The School of Computer Science is pleased to present…
Mining for Product Recommendation on Document-Based NoSQL Big Data
PhD Dissertation Proposal by: Abdulrauf Aremu Gidado
Date: Friday November 24, 2023
Time: 10:00 AM – 12:00 PM
Location: Essex Hall, Room 105
To date, majority of large corporations such as Amazon and Facebook still have their core solutions (e.g., payments) on relational databases but only use non-relational Bigdata (i.e., NoSQL) database management systems for their non-core systems (e.g., shopping cart) that favor availability and scalability through partitioning while trading off consistency. NoSQL systems are built based on the CAP (Consistency, Availability and Partitioning) database theorem, which satisfies two of these features while trading off one. The need for systems availability and scalability drives the use of NoSQL models, while the lack of consistency and robust query engines as obtainable in relational databases impede their usage. To mitigate these drawbacks, researchers and companies like Amazon, Google and Facebook developed 'SQL over NoSQL' systems such as Amazon’s Dynamo, Google's Spanner, Facebook’s Memcache, Zidian2019, Apache Hive and SparkSQL. These systems create a query engine layer over NoSQL systems but suffer from data redundancy due to lack of normalized database relations and lack consistency obtainable in relational databases. Also, their query engine is not relational complete because they cannot process all relational algebra-based queries as obtainable in a relational database. This thesis presents a ‘NoSQL over SQL system’, an inverse of existing approaches such as Zidian2019 that transforms data into a key-value format then builds an SQL query engine layer on the NoSQL data. This approach is motivated by (i) the need for existing systems to fully deploy NoSQL data store functionalities without the limitation of building an extra SQL layer for querying, and (ii) the ability to integrate images similarities into the ecommerce mining process by taking advantage of the ease of retrieval and storage of storing images as text on document-oriented NoSQL databases. To allow appropriate storage and retrieval of data on document-based NoSQL databases without data redundancy and inconsistency while encouraging both horizontal and vertical partitioning, this work proposes NoSQL over SQL Block as a Value (BaaV) data storage strategy...

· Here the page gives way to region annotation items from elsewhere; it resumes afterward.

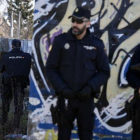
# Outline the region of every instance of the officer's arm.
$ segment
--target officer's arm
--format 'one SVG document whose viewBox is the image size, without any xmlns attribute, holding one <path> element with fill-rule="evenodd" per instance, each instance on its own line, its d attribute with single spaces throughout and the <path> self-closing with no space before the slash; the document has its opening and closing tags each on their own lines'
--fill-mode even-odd
<svg viewBox="0 0 140 140">
<path fill-rule="evenodd" d="M 66 87 L 66 84 L 63 82 L 58 72 L 61 59 L 61 51 L 61 45 L 59 45 L 57 38 L 55 38 L 46 64 L 46 74 L 53 88 L 58 93 L 60 93 L 60 91 Z"/>
<path fill-rule="evenodd" d="M 130 66 L 126 74 L 126 79 L 129 85 L 134 89 L 140 88 L 140 71 L 132 70 L 131 66 L 138 63 L 140 63 L 140 45 L 135 50 L 135 53 L 131 59 Z"/>
<path fill-rule="evenodd" d="M 107 55 L 104 51 L 104 44 L 101 41 L 97 48 L 96 68 L 97 74 L 88 82 L 94 91 L 97 91 L 103 84 L 105 84 L 110 77 L 110 68 Z"/>
</svg>

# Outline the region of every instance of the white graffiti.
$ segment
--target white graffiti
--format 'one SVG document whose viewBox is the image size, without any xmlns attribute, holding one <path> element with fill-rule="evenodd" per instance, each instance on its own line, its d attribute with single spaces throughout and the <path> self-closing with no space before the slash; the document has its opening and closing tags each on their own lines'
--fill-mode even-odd
<svg viewBox="0 0 140 140">
<path fill-rule="evenodd" d="M 115 98 L 110 99 L 109 105 L 107 107 L 102 108 L 102 111 L 99 112 L 97 108 L 94 109 L 94 113 L 96 114 L 96 117 L 100 121 L 100 125 L 98 126 L 101 127 L 102 125 L 106 127 L 108 130 L 113 131 L 113 132 L 123 132 L 125 133 L 130 133 L 127 128 L 130 127 L 131 121 L 125 123 L 122 126 L 119 127 L 112 127 L 107 124 L 107 122 L 110 119 L 120 119 L 126 116 L 126 113 L 118 115 L 123 109 L 124 109 L 124 104 L 125 102 L 129 99 L 130 95 L 126 92 L 123 92 L 121 94 L 118 94 Z M 105 114 L 104 118 L 101 118 L 102 115 Z"/>
<path fill-rule="evenodd" d="M 36 21 L 37 19 L 39 19 L 41 16 L 46 16 L 49 14 L 50 11 L 52 11 L 52 9 L 54 9 L 55 7 L 58 8 L 62 3 L 67 2 L 68 0 L 63 0 L 63 1 L 59 1 L 59 2 L 54 2 L 54 3 L 50 3 L 50 0 L 39 0 L 36 2 L 35 4 L 35 16 L 34 16 L 34 21 Z M 43 8 L 43 6 L 45 6 L 45 8 Z"/>
</svg>

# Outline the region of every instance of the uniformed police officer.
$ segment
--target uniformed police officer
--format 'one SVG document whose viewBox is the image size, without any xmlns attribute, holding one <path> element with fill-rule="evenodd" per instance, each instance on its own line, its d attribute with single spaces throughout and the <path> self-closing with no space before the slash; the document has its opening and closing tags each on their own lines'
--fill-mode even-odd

Additionally, we vectorized items image and integrate item-item image similarity scores into e-commerce customer historical purchase database to enhance sequential pattern recommendation on e-commerce with a proposed Image Enhanced Historical Sequential Pattern Recommendation (iHSPRec) system. To enhance accurate pattern mining on NoSQL databases for adequate recommendation and allow existing corporations with a large relational database to take advantage of NoSQL databases, this thesis (i) proposes a Block as a Value (BaaV) framework for extracting data and mapping from relational schema into NoSQL to enable faster data retrieval for existing large relational databases, (ii) Integrate item-item image similarity scores into customers purchase history for enhance sequential pattern recommendation by using items images stored on document-based NoSQL database (iii) propose a sequential pattern mining technique on NoSQL BaaV document-oriented database. Using existing benchmark systems of ‘SQL over NoSQL’, relational databases and real-life datasets for our experiments, we demonstrated that our NoSQL over SQL system outperforms existing relational databases, SQL over NoSQL systems and is novel in ensuring data consistency, scalability, query execution and improving data storage and retrieval in large database systems without data loss and enhancing improved performance on NoSQL database.
Keywords: Bigdata, Document-Oriented NoSQL Databases, Recommendation Systems, Sequential Pattern Mining, Block as a Value, E-Commerce.
Internal Reader: Dr. Aliuone Ngom
Internal Reader: Dr. Curtis Bright
External Reader: Dr. Christian Trudeau
Advisor: Dr. Christie Ezeife